Jacopo Frigerio of Denver, earned a bachelor’s degree in aerospace engineering in 1993 and a master’s degree in mechanical engineering in 1995, both from Missouri S&T. Frigerio began his career at Lockheed Martin Space, where he designed, developed, tested, qualified and deployed space-flight hardware. His career highlights include supporting the Atlas and Titan Centaur upper-stage propulsion program. He specialized on the RL-10 engine, led the design and development of the Hubble Space Telescope Soft Capture Mechanism, developed and managed the Common Products Program and served as the Orion European Service Module main engine certified principal engineer. He is a graduate of Lockheed Martin’s selective Advanced Leadership Program. Frigerio and his wife, Jennifer, a human resources manager at Lockheed Martin, retired in 2020.
Jeffrey Seaman of Petersburg, Michigan, earned a bachelor’s degree in mechanical engineering from Missouri S&T in 2000. Seaman, began his career in powertrain engineering at Ford Motor Co. He served as lead calibrator on the Coyote engine and Boss 302 Program. He led the innovation of the industry’s first TracKey and Aggressive Decel Fuel Shut-off. In 2017 he moved to Melbourne, Australia, to become program manager for the Ranger and Everest programs, which launched in six plants across the globe, including the return of the Ranger product in the U.S. Market. In the U.S., Seaman was responsible for the Ford Bronco and led development of the “modularity” function, which was an industry first that allowed significant advancements in customization. He has received multiple patents for this concept and the development of accessories built upon this strategy. Seaman was appointed Icons Regional Product Line manager, leading Mustang, Bronco, Bronco Sport Raptor, and the Ford GT programs. Currently, Seaman is chief program engineer for the T3 “Trust The Truck” program, the next generation Ford Electric Truck program to be built in Tennessee.

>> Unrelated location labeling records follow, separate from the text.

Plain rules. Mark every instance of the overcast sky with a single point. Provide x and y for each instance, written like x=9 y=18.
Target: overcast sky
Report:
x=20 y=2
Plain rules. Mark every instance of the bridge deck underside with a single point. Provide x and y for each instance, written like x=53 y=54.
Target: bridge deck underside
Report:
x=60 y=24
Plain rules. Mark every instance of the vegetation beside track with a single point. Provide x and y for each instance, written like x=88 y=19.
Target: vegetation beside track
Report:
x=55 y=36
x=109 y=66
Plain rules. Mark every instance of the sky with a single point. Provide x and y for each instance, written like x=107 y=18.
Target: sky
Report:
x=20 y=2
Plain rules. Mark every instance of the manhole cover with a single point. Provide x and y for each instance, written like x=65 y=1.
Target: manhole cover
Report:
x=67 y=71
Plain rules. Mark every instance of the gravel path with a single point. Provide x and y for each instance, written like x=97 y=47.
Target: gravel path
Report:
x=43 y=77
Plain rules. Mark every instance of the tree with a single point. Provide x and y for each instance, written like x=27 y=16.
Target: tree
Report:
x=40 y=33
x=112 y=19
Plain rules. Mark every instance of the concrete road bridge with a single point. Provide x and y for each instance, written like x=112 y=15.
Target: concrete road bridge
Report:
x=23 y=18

Michael Shin of Dallas, vice president of supply chain for Trinity Rail Industries, earned a bachelor’s degree in mechanical engineering from Missouri S&T in 1987. He began his career with GE, and progressed from manufacturing engineer to director of supply chain. Since 2001, Shin served as vice president and global head of supply chain Stanley Tools, Remington Firearms and Ammo, Gibson Guitars and FLIR Systems. He is now with Trinity Rail Industries and has started a software company, serving as founder and chair. Born in Seoul, South Korea, Shin immigrated to Rolla with his mother and sister in 1972. He plans to support Missouri S&T, Rolla High School and the Newburg, Missouri, school district. His goal is to create manufacturing and technology jobs in Phelps County by leveraging the talent and intellectual strength of S&T.

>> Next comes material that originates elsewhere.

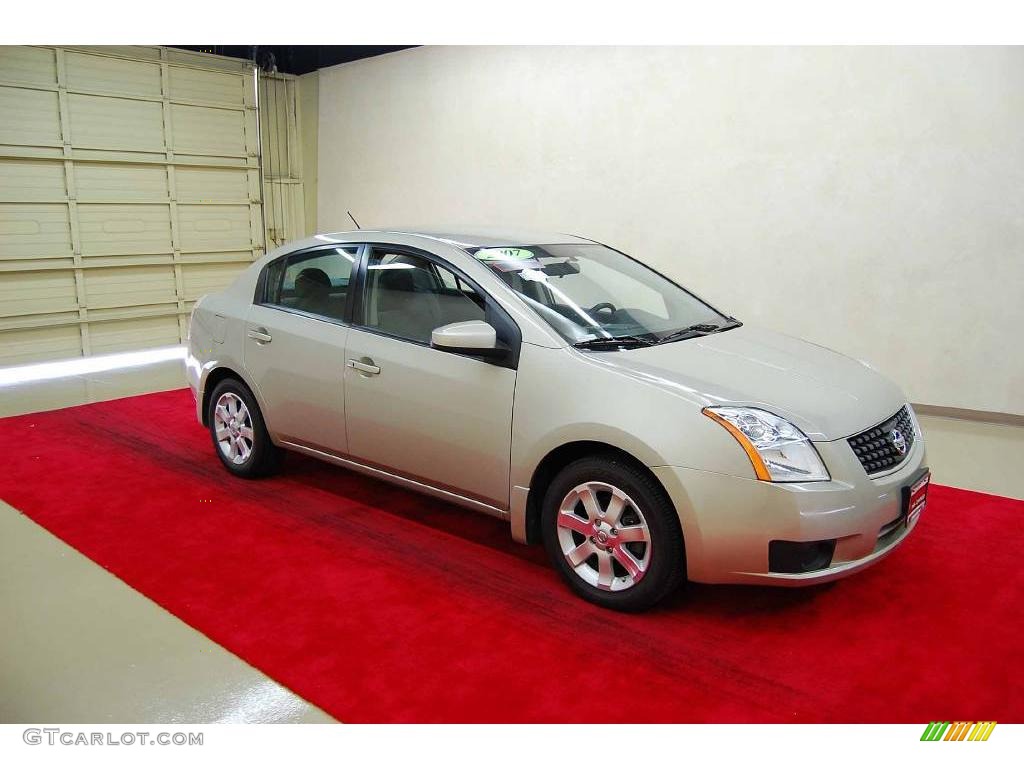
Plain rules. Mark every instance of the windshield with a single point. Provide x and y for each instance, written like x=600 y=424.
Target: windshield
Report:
x=589 y=291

Talion Edwards of St. Louis, senior technical fellow in 3D measurement for Boeing Research and Technology and chief engineer for the Boeing Teardown Team, earned a bachelor’s degree in mechanical engineering from Missouri S&T in 1997. He also holds a master’s degree in mechanical engineering from Washington University in St. Louis. Edwards is a member of the Coordinate Metrology Society board of directors, where he founded effort to establish a central industry certification for measurement practitioners. Edwards holds 25 U.S. patents on topics that include 3D imaging, X-ray backscatter, non-destructive evaluation, foreign-object debris detection and feature recognition.